The 109 is a prime location and mortgage rates are low, but people looking to live in the area are following national and regional trends and choosing to lease apartments or houses rather than buy a home.
Carrollton-based apartment analysts MPF Research has reported that national apartment occupancy is up to 93.9 percent in the third quarter, an improvement of 0.5 percent from the previous quarter. The report also said stated that occupancy has increased 2.1 percent since bottoming out at the end of 2009.
The price of rents increased 1.2 percent since the middle of 2010, which MPF attributes to suppliers not being able to meet the demand for apartments.
Greg Willett, MPF Research’s vice president of research and analysis, said in the report he looks for this trend to continue.

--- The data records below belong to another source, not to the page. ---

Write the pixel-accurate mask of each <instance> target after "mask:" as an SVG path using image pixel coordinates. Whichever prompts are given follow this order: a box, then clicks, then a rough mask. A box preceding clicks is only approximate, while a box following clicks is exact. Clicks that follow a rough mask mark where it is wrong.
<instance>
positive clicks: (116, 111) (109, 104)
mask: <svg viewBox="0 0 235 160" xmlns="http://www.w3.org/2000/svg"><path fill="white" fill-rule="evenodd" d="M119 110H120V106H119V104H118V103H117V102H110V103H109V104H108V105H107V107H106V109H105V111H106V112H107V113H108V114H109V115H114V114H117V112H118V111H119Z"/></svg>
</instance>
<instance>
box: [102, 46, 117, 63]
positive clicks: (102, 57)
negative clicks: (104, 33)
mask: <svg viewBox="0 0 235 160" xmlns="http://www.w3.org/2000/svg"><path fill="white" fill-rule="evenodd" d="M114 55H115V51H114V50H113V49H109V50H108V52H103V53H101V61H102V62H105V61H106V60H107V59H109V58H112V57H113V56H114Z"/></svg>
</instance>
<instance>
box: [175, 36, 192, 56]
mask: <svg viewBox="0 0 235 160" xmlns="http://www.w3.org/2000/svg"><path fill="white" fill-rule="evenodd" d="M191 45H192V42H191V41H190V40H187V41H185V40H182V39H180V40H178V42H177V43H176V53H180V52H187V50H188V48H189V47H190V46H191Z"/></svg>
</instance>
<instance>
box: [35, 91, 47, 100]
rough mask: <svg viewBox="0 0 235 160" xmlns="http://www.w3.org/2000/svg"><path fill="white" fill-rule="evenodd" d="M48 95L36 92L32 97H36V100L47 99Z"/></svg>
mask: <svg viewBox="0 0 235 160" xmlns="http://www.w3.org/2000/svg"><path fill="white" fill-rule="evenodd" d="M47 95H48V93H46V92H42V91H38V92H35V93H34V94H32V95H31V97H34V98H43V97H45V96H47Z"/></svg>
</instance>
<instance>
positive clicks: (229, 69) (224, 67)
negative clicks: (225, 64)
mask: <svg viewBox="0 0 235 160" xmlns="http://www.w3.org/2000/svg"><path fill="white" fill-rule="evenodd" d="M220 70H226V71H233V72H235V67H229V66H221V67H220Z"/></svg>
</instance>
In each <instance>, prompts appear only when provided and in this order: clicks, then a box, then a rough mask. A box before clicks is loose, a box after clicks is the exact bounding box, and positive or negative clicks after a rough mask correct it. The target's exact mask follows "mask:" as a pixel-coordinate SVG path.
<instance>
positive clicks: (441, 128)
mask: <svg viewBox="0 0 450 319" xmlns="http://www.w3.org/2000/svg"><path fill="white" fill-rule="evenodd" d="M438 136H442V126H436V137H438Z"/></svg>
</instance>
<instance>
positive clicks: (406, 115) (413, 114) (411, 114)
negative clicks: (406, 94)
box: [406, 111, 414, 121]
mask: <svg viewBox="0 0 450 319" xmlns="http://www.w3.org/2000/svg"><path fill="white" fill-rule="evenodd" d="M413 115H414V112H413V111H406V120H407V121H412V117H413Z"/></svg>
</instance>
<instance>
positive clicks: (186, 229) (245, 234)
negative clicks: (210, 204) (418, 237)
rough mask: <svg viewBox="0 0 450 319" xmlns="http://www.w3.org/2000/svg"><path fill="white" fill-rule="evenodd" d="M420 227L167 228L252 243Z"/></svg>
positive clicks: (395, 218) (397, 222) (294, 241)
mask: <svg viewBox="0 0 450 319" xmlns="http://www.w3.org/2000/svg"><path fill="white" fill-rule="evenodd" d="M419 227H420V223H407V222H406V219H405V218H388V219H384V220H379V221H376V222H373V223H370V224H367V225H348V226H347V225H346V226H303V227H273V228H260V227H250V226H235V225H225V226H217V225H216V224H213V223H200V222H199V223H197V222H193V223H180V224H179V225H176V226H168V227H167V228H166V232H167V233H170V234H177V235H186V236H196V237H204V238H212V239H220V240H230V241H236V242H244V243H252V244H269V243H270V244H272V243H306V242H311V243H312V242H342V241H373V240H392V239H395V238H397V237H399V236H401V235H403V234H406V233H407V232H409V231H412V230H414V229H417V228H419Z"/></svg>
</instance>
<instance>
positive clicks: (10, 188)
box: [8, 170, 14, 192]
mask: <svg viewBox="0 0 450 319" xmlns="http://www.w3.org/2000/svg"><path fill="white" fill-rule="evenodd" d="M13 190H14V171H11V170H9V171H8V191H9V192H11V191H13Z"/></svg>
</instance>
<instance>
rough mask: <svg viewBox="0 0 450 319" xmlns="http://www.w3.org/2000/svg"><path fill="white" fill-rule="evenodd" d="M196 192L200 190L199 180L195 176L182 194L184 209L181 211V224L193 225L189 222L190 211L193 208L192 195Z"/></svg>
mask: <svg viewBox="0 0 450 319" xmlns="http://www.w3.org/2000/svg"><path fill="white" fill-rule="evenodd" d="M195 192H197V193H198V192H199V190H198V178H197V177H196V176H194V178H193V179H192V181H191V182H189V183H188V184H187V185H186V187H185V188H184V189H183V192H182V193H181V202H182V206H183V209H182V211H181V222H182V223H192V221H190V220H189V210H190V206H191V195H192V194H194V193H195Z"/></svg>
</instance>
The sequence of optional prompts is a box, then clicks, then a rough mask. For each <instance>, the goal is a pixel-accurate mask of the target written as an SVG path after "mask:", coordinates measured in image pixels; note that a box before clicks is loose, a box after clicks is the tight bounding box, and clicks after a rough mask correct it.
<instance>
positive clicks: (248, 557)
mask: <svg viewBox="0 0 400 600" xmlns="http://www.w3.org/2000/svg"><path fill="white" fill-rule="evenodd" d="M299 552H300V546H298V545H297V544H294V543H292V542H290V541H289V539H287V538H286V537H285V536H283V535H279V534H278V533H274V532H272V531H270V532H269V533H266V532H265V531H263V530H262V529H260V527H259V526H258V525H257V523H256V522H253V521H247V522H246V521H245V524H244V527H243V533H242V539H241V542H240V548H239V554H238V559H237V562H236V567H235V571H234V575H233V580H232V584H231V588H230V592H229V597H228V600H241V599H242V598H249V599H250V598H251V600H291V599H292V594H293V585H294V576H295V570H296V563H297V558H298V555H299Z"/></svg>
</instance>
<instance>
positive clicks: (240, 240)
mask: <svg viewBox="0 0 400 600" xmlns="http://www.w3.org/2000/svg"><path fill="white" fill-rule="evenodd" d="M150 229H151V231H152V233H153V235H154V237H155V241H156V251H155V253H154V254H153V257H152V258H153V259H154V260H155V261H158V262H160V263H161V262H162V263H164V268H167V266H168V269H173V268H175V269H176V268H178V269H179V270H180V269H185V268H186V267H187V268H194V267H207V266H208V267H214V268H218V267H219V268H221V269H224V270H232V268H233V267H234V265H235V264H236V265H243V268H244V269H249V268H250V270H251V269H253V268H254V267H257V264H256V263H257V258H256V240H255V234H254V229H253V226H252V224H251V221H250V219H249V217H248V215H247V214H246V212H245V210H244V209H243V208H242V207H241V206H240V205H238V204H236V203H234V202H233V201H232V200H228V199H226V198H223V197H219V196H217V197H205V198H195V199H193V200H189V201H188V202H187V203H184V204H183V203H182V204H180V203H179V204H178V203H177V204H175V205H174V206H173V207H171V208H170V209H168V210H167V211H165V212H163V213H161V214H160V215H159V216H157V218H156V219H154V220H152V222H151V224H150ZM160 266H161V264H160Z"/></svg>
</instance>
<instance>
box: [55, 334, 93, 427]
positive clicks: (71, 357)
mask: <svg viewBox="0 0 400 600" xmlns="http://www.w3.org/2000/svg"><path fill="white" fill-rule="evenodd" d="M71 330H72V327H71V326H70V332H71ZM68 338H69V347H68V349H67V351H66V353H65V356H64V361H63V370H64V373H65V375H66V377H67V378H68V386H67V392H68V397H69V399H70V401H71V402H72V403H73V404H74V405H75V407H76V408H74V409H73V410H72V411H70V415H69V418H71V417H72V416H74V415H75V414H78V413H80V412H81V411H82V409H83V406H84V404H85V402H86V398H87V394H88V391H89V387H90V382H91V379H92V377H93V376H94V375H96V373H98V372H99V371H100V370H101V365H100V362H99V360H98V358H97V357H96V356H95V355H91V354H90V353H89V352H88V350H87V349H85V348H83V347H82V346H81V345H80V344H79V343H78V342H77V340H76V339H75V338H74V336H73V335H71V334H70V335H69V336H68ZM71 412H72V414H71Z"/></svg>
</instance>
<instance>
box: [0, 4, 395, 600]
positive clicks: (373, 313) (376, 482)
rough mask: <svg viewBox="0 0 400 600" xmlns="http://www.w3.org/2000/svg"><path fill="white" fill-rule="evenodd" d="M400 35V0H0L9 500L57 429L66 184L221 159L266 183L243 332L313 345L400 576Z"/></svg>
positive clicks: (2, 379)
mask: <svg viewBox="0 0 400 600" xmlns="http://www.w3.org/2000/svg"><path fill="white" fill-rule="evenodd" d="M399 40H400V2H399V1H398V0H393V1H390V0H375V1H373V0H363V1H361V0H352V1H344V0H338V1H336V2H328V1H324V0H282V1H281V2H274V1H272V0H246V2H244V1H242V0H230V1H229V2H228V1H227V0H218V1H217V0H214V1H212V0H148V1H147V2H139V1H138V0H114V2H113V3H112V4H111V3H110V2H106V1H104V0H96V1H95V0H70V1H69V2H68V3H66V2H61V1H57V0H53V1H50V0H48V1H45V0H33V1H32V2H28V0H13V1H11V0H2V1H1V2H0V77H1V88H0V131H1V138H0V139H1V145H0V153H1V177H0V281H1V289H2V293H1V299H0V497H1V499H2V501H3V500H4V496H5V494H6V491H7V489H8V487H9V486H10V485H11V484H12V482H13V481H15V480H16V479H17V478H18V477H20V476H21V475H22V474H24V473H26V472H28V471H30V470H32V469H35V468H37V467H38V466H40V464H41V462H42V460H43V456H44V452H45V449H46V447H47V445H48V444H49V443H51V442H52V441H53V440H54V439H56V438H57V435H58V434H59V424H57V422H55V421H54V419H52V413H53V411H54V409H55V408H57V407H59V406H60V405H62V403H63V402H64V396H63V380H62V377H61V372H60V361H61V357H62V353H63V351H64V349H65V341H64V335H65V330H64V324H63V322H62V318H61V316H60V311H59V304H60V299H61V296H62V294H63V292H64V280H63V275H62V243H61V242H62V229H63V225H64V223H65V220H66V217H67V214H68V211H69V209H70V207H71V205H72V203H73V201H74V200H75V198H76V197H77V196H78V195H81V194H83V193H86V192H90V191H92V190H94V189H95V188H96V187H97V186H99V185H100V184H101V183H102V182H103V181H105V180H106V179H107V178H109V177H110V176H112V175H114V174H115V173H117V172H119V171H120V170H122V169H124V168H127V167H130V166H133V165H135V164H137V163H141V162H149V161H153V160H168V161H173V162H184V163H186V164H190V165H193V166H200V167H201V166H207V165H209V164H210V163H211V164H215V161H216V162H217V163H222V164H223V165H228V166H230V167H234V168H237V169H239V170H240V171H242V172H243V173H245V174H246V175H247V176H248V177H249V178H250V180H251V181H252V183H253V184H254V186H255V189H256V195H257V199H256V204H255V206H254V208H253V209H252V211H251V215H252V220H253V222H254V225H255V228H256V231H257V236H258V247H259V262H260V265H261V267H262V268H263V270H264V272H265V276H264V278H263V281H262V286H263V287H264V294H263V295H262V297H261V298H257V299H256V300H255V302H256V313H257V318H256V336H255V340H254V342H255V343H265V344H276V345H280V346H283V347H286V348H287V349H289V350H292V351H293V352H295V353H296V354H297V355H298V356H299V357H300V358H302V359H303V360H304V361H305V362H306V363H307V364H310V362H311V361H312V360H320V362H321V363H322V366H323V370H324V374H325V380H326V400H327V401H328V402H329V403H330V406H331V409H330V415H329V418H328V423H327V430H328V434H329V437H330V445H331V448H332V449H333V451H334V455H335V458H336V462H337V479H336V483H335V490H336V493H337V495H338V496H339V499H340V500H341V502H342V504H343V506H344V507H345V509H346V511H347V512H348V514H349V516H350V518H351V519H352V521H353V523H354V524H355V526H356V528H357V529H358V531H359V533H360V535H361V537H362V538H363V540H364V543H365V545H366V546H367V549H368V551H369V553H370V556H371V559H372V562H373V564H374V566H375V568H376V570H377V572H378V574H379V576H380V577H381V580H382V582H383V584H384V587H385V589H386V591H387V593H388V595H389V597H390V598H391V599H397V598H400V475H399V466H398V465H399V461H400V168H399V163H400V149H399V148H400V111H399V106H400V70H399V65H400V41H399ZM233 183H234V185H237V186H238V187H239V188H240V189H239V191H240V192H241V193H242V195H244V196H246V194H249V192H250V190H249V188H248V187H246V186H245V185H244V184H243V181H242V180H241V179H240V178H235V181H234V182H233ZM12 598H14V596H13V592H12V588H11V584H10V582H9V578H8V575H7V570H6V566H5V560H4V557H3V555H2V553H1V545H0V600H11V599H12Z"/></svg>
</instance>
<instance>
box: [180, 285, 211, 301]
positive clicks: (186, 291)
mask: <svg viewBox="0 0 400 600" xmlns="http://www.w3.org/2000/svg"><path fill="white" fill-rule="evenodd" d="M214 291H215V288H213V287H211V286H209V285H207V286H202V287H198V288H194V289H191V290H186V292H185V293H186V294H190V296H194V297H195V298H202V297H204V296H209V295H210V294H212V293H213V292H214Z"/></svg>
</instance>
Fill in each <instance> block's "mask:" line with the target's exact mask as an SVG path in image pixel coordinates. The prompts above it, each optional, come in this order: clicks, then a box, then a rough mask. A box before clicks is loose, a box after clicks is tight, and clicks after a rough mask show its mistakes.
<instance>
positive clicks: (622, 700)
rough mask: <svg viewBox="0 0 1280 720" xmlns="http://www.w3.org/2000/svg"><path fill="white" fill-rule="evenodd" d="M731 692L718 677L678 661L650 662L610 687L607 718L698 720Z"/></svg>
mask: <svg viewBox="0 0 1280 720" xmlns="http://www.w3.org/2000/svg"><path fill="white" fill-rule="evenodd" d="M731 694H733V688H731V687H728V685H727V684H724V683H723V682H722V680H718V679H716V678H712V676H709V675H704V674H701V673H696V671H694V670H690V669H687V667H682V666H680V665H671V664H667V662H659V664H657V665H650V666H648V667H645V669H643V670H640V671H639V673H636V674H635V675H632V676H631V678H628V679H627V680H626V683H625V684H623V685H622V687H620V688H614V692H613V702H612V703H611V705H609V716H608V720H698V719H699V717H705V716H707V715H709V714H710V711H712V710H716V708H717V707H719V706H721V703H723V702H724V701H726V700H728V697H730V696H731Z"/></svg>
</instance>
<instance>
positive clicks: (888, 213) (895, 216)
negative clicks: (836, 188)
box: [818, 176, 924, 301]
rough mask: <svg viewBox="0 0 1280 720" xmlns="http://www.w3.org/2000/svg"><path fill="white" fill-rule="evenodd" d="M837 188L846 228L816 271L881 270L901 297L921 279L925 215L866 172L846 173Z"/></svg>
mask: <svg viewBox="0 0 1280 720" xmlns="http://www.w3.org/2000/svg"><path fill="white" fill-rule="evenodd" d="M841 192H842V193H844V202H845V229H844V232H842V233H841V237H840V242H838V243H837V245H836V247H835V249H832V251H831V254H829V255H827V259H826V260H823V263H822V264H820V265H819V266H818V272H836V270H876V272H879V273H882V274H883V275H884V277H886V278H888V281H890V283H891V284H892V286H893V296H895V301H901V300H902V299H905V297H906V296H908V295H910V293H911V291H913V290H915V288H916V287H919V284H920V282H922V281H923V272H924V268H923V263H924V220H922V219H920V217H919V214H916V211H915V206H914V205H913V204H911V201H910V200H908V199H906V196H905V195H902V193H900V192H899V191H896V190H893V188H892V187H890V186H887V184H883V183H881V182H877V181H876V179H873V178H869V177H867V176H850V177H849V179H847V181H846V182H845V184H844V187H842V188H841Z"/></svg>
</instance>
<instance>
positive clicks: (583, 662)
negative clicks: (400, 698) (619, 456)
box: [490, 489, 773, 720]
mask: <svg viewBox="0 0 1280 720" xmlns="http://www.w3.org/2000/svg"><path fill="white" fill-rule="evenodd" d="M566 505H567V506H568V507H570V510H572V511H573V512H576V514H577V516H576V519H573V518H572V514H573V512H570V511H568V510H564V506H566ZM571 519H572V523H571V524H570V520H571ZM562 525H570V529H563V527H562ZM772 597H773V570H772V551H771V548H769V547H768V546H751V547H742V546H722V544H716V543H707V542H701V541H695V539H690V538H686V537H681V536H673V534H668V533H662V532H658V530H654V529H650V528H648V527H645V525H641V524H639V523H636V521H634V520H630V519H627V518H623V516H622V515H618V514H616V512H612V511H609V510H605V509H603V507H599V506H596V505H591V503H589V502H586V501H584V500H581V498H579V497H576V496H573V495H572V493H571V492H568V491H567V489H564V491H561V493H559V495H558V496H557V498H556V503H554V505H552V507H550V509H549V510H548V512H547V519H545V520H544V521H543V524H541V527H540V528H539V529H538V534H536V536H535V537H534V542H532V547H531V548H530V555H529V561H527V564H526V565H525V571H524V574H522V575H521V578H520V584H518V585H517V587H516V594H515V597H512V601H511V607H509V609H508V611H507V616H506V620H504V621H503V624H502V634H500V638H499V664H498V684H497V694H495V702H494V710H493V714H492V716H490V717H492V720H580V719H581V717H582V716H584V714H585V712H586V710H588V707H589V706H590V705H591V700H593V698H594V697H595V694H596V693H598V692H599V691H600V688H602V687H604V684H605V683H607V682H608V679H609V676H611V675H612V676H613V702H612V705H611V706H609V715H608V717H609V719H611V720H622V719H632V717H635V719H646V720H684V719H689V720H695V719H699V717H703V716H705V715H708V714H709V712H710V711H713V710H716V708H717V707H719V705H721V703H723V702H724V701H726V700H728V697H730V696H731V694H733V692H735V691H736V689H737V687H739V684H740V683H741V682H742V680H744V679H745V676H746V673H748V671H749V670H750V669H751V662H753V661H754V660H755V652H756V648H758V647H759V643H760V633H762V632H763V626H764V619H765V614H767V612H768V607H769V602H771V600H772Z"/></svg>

“While sluggish employment growth has triggered only mild new household formation, apartments are capturing a disproportionately large share of total housing demand,” Willett wrote. “That pattern is likely to be sustained for a while, in part because current mortgage qualifications standards have made it tougher to buy a home. Expansion of the country’s population of young adults, who tend to favor renting over ownership, also is working in the apartment sector’s favor.”
Von Sutten, a broker for the 109’s Ready Real Estate, said that although the Fort Worth job market has stayed relatively stable in comparison to other cities, new qualification standards for home loans have resulted in a drop in home buyers for his real estate agency.
“We used to be able to offer programs three or four years ago like zero percent financing and roll-in closing costs, but those programs are long gone,” Sutten said.
“It’s taking a pull at potential buyers that we had before in our area and putting them off. We have a lot of six-month leases from people waiting for the market conditions to change a bit.”
Increased credit standards, as well as increases in down payments and closing costs, have resulted in the highest number of leasing leads Sutten’s company has seen in years.
Sutten said homes in the 109 are typically in high demand because of the “character and charm” of the neighborhoods surrounding TCU that can’t be found in newer areas like Keller and Southlake. However, he said even potential homeowners in the area who would qualify for a loan have likely been put off as a result of the downturn in the economy.
“It’s typically a little more affluent area,” Sutten said. “Credit is typically not as big of a problem, but [buyers in the 109] are a savvy group and they’re very well aware of the economic conditions and they’re typically not as quick to move right now as they would have been a few years back. Everybody’s just taking a bit more time to make those types of decisions trying to figure out where this economy is going to fall.”
Graduating TCU students wanting to live in the area might also find difficulty finding a home in the 109.
“Think about a college graduate coming out today, maybe 22 or 23,” Sutten said. “You’ve got a college loan and you’re starting your first job and you want to buy a starter house and someone tells you and someone tells you you’ve got to come up with almost $10,000 at the beginning so you’re going to go off to rent probably.”
Stefanie Farmer, community manager for the Orion at Oak Hill apartments, 2450 Oak Hill Circle, said the apartment complex has occupancy of 95 percent right now despite the current housing market being a “buyer’s market.”
“I think some people have been more apprehensive about buying a home just because they don’t know what the job market would be like,” Farmer said. “People are fearful of buying a home and then they could get laid off tomorrow and be stuck into a mortgage, which is harder to get out of than a lease.”
People might also be savvy to the “hidden costs” of owning a home and like the fact that they don’t have to pay for the overhead of buying a home, she said.
Alexander Landman, an agent with Apartment Rents Rebate, an apartment locator service in Fort Worth, said a lot of the apartment market in the 109 is dictated by the coming and going of students but he expects the trend of apartment leasing to continue to grow.
“Many people will continue to rent, I believe, until the situation stabilizes for a longer period of time to give people their faith back.”
Sutten said he believes this might happen sooner rather than later.
“As we move closer toward a new year and [with a new] political climate in Washington, I think we’re going to see some things change,” Sutten said. “Also, if the mortgage rates can creep up, those people that were sitting on the fence waiting for those rates to bottom out are going to have missed that opportunity. I think the rates rising may actually help get a lot of those people off the fence and may help our economy and help the housing market come back.”